When driving north from Jerusalem towards Binyamin and Samaria, one sees the wall and fence that is progressively closing in on Pisgat Ze'ev and that excludes the large community of Adam, which practically borders Pisgat Ze'ev. When traveling in the southern Hevron Hills towards Arad, one encounters a similar image: the separation fence runs south of Susia and Beit Yatir, leaving them outside sovereign Israeli territory. I assume that the residents of those communities are disappointed that they are not "inside," but that is how it must be. The function of Jewish communities in Judea and Samaria is to protect the fence - from the other side. Only if Jews reside on both sides of the the fence will it not constitute a border. And that is exactly what the settlements were established for - to prevent the division of the land.
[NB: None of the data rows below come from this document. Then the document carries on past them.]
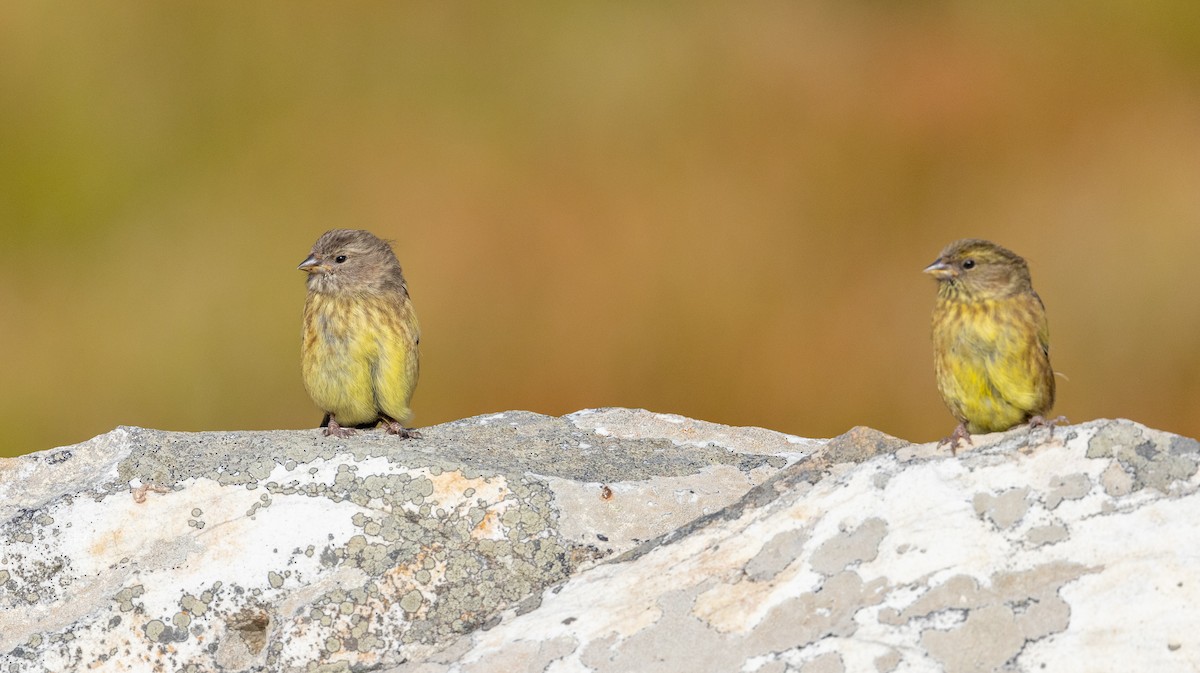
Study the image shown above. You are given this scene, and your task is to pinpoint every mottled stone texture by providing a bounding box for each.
[0,409,1200,673]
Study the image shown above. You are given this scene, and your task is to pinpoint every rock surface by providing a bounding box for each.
[0,409,1200,673]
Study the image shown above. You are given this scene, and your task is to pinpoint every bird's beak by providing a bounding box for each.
[925,258,955,281]
[296,254,322,274]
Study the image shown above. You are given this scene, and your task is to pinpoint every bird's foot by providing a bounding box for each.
[937,423,973,456]
[383,419,421,439]
[1030,415,1070,439]
[325,416,355,439]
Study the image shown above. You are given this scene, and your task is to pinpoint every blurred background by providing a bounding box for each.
[0,0,1200,455]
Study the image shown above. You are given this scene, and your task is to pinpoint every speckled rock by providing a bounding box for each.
[0,409,1200,673]
[388,420,1200,673]
[0,409,823,673]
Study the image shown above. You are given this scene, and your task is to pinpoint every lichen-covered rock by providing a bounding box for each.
[0,409,1200,673]
[0,409,820,672]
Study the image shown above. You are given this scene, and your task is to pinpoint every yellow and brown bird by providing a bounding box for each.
[299,229,421,437]
[925,239,1057,449]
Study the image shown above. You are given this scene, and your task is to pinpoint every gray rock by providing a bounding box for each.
[0,409,1200,673]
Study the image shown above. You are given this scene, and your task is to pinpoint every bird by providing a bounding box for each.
[298,229,421,438]
[924,239,1066,452]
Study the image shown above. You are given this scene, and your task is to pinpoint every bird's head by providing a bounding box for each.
[298,229,408,294]
[925,239,1033,300]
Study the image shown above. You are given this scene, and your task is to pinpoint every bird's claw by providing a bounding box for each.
[325,419,355,439]
[1030,415,1070,438]
[383,419,421,439]
[937,423,974,456]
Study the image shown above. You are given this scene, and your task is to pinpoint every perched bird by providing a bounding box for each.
[925,239,1064,450]
[299,229,421,437]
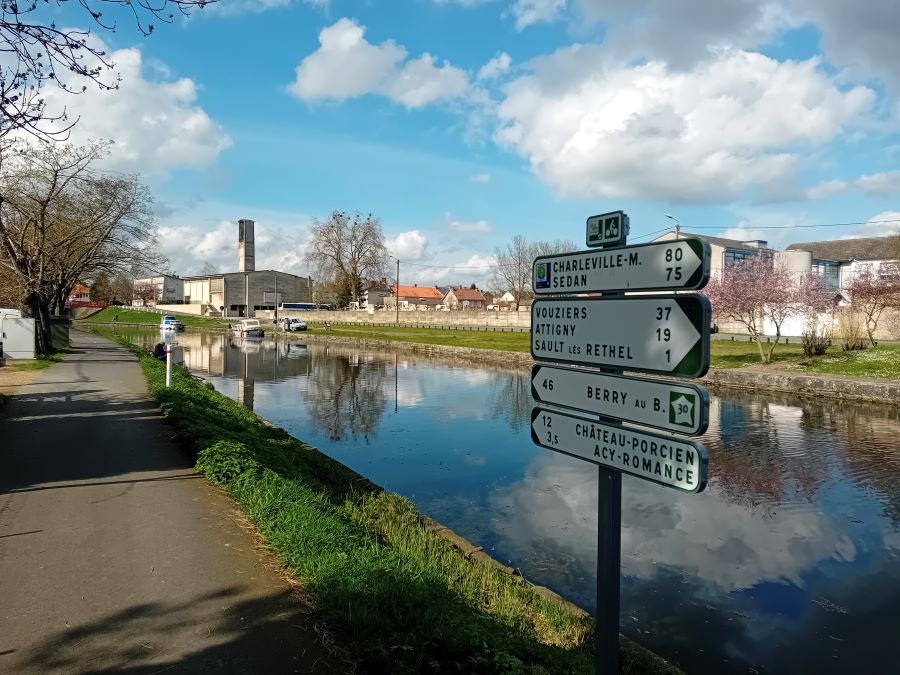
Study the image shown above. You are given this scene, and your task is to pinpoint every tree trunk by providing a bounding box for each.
[25,293,51,354]
[753,333,772,363]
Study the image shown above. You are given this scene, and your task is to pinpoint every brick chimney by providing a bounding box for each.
[238,218,256,272]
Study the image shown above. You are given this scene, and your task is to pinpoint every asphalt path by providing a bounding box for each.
[0,333,348,675]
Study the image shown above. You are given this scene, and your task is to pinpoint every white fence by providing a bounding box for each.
[0,317,35,359]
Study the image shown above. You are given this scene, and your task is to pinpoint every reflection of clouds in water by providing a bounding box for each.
[460,370,496,386]
[884,531,900,551]
[494,453,857,592]
[384,373,425,408]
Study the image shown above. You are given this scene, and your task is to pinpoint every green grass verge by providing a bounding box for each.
[8,349,69,370]
[792,345,900,380]
[709,335,840,368]
[84,307,227,328]
[103,332,679,675]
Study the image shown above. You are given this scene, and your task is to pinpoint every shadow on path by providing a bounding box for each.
[8,586,351,675]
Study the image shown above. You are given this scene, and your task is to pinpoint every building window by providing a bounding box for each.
[724,248,756,267]
[810,258,841,290]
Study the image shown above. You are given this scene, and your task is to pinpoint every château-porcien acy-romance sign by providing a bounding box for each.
[531,211,711,675]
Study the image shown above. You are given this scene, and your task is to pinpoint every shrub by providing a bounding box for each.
[837,311,866,352]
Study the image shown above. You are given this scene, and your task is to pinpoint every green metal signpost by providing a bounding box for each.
[531,211,711,674]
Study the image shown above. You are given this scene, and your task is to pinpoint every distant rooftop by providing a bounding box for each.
[787,237,896,260]
[656,230,772,251]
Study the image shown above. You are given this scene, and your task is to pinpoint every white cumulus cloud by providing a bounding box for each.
[444,213,491,234]
[385,230,428,261]
[478,52,512,80]
[38,38,231,173]
[495,45,875,202]
[806,171,900,200]
[509,0,566,30]
[289,18,470,108]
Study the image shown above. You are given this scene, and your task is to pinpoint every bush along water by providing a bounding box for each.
[125,338,677,675]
Therefore, Zionist logic dictates that we demand to expand the Jewish settlement precisely on the "other side" of the fence, because only in that way will the fence have a strictly security function, rather than - Heaven forbid - a geopolitical meaning. And it surely has meaning for security. The terrorists themselves admit that it disrupts their efforts to infiltrate suicide bombers.



Leftists never imagined that they would need the Jewish communities in the territory they want to become "Palestinian" in order to protect "their" fence. Had the proponents of the fence been thinking Zionism and security alone, and not coming up with withdrawal plans, they would have planned ahead to establish new Jewish communities all along its length, as an indivisible part of the concept.



From the genesis of Zionism, settlement and security have come together - the settlements were secured and they gave security. We wanted to forget? Bitter reality has come to remind us.



It remains to be asked why the demand to revitalize settlement movement is no longer heard. Why are politicians who are identified as "right-wing" when they demand to send the army into the Gaza Strip so quick to add, "Of course, we have no intention to remain there"? And what is the connection between the failure to activate the full force of the combat troops in the last Lebanon War and the fear and hesitation that the Left and the hostile media planted in the public mind regarding any ground operation? Is it the fear that any contact between a Jewish soldier's foot and the ground - any ground - will be interpreted as "occupation," as "sinking in the mud," be it Lebanese or Gazan?



The problem is that the hostile media also managed to make the settler camp forget that its entire right to exist is based on settling the land. That camp has also begun to talk about security instead of land, and strengthening the settlements is no longer at the top of their list of priorities.



The settlement enterprise must once again rise to the top of the national agenda, both in order to recharge the depleted Zionist batteries and as a critical, irreplaceable security tool. If the settlers themselves will not raise that flag, who will?